Q: Our CEO is concerned about employees who are spouses reporting to one another. Is this legal? Should we have a policy against nepotism? Or should we allow it with some qualifications?
A: I think your CEO’s concerns are warranted. There is no law against employing relatives. In fact, nepotism is quite common in the United States. That said, there are some precautions worth considering.
As a best practice, I generally recommend allowing family members to work together, but not directly report to one another or have access to one another’s confidential employment information. That way you’re free to hire applicants who may be the best fit for your organization, but you avoid potential conflicts and complaints of unfair treatment that can come with direct reporting relationships among relatives.
It’s worth noting that if you already have relatives reporting to one another, it’s best to not have a policy like this. You don’t want to create a policy that you’re already violating!

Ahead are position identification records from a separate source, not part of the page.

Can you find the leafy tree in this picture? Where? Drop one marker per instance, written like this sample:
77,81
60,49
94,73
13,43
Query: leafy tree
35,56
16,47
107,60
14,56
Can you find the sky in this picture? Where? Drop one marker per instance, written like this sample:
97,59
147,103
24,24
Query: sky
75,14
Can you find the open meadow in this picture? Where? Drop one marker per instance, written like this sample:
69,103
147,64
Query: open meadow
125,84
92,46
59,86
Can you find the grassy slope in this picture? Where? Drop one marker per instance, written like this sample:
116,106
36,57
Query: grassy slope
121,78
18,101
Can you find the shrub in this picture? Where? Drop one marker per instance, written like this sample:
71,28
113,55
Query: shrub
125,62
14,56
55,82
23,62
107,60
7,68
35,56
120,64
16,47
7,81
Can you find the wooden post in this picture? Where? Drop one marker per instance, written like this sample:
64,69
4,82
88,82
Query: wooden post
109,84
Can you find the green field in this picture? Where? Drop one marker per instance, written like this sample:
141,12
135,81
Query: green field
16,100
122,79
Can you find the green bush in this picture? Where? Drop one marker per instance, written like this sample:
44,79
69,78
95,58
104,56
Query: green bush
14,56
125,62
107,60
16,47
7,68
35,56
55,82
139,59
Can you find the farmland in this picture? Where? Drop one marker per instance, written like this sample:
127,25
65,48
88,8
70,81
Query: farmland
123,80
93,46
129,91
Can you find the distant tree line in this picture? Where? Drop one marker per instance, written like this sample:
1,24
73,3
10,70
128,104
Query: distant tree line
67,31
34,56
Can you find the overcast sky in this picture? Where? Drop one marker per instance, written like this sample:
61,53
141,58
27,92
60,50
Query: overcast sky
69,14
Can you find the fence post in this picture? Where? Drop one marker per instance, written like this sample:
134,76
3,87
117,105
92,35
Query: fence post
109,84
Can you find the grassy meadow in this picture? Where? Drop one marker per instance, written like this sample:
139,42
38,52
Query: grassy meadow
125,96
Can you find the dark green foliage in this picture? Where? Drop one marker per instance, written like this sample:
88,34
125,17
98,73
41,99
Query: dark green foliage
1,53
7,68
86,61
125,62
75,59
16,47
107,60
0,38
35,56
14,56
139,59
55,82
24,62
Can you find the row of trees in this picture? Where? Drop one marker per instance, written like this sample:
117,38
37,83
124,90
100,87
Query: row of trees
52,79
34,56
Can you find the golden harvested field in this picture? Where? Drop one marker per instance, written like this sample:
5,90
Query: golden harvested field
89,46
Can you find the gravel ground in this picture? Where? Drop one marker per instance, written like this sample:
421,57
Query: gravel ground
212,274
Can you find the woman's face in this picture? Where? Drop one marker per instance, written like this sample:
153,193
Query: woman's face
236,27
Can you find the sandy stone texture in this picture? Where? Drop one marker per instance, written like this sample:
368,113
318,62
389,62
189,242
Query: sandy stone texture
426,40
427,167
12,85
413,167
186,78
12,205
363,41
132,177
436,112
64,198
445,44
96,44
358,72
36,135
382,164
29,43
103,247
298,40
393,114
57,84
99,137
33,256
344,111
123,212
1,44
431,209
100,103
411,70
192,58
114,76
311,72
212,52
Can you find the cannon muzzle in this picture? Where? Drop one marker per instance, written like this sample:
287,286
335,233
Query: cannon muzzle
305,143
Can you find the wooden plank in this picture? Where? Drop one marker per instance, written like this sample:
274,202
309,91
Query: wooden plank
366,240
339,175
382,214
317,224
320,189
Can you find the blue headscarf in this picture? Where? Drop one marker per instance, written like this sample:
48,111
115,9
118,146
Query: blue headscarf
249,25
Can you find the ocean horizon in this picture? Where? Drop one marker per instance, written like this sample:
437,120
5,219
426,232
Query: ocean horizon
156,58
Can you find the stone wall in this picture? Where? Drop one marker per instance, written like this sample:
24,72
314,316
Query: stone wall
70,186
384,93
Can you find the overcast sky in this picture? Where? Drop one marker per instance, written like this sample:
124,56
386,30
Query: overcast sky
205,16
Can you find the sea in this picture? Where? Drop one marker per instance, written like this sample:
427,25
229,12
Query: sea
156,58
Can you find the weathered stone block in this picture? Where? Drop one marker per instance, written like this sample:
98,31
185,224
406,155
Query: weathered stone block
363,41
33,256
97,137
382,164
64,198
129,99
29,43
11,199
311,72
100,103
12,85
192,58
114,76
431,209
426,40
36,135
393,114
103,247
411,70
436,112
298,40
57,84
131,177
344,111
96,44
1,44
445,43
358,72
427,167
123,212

Exceptions are regularly made for minor children of employees who may be hired to do something fairly simple over summer or winter breaks and often will report directly to their parent. This situation is less problematic because the parents are in charge of their children outside of work and their working relationship is temporary.
When creating your policy, make sure it clearly states which relationships you allow and do not allow, and what will happen if a relationship arises after hiring (e.g. a marriage of a supervisor and subordinate who met at work). Then make sure you follow it consistently.